Israel said on Friday it will maintain its closure of the Gaza Strip despite international concern over a deterioration of the humanitarian situation in the aid-dependent Palestinian territory.

"This decision was taken because of the continuation of Palestinian rocket attacks against southern Israel," said Peter Lerner, a defence ministry spokesman.

A flare-up of violence on November 4 prompted Israel to tighten a blockade it has imposed since the Islamist Hamas movement seized power in Gaza in June 2007. Since the recent surge in violence, only 33 truckloads of basic supplies as well as limited quantities of fuel have been allowed into the impoverished coastal strip. The United Nations has urged Israel to reopen the crossings, saying the closure of Gaza contravenes international law.
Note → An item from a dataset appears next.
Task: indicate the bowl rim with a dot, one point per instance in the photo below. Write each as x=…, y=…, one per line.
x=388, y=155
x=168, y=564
Israel insists Hamas is to blame because it has failed to halt rocket and mortar attacks in spite of a five-month-old truce.

Foreign Minister Tzipi Livni demanded in a telephone conversation with UN Secretary General Ban Ki-moon on Thursday that "the international community stop applying a policy of ignoring acts of terror aimed at hurting innocent people."

Meanwhile, bakeries in the Gaza Strip will soon have to shut down for want of flour if Israel does not ease its crippling blockade of the Hamas-run territory, the bakers' association warned on Thursday. "All the bakeries will close in two days at the most if the Israeli blockade continues," the head of the association, Abdelnasser al-Ajrami, told AFP.

"Out of a total of 47 bakeries, 27 are already closed, while another 20 are only working part-time because of power cuts and a shortage of fuel."

Since a flare-up of violence on the Gaza-Israel border on November 5, Israel has tightened the blockade it first imposed on the territory when the Islamist Hamas movement seized power in June last year.

Almost daily over the past fortnight, deliveries of both food and fuel for Gaza's sole power plant have been blocked.

The result has been that the territory has received neither Israeli-produced flour nor grain for its only flour mill, which was forced to shut down on Wednesday, Ajrami said.

Chicken farmers in Gaza have also been hit, with a lack of feed or fuel to heat their chickenhouses forcing them to cull hundreds of thousands of fowl, the Hamas-run agriculture ministry said.

"Yesterday in a just a single day I culled 120,000 birds because I couldn't get hold of any feed or fuel," one chicken farmer, Raed Abu Ajweh, told AFP.

"If the blockade continues, I'll have to slaughter 475,000 birds by Saturday," he added.

The UN Relief and Works Agency was still distributing food rations on Thursday to the half of Gaza's 1.5 million population who are dependent on aid rations, after Israel allowed limited amounts of food in on Monday.

But UNRWA spokesman Chris Gunness warned that there was enough food left for "just another two days" of deliveries.

Cash distributions to 98,000 Gaza residents were suspended on Wednesday after Israel refused to allow the money to be brought into the territory, .

"These are some of the poorest people in the Gaza Strip," he told AFP.

Israel had been expected to ease its blockade after an Egyptian-brokered truce with Hamas went into effect on June 19.

It says continuing rocket and mortar attacks have made this impossible but Hamas accuses it of failing to deliver on its side of the bargain.

An employee walks above silos at the Palestinian flour mills company in Deir al-Balah, central Gaza Strip. Bakeries in the Gaza Strip will soon have to shut down for want of flour if Israel does not ease its crippling blockade of the Hamas-run territory, the bakers' association warned on Thursday.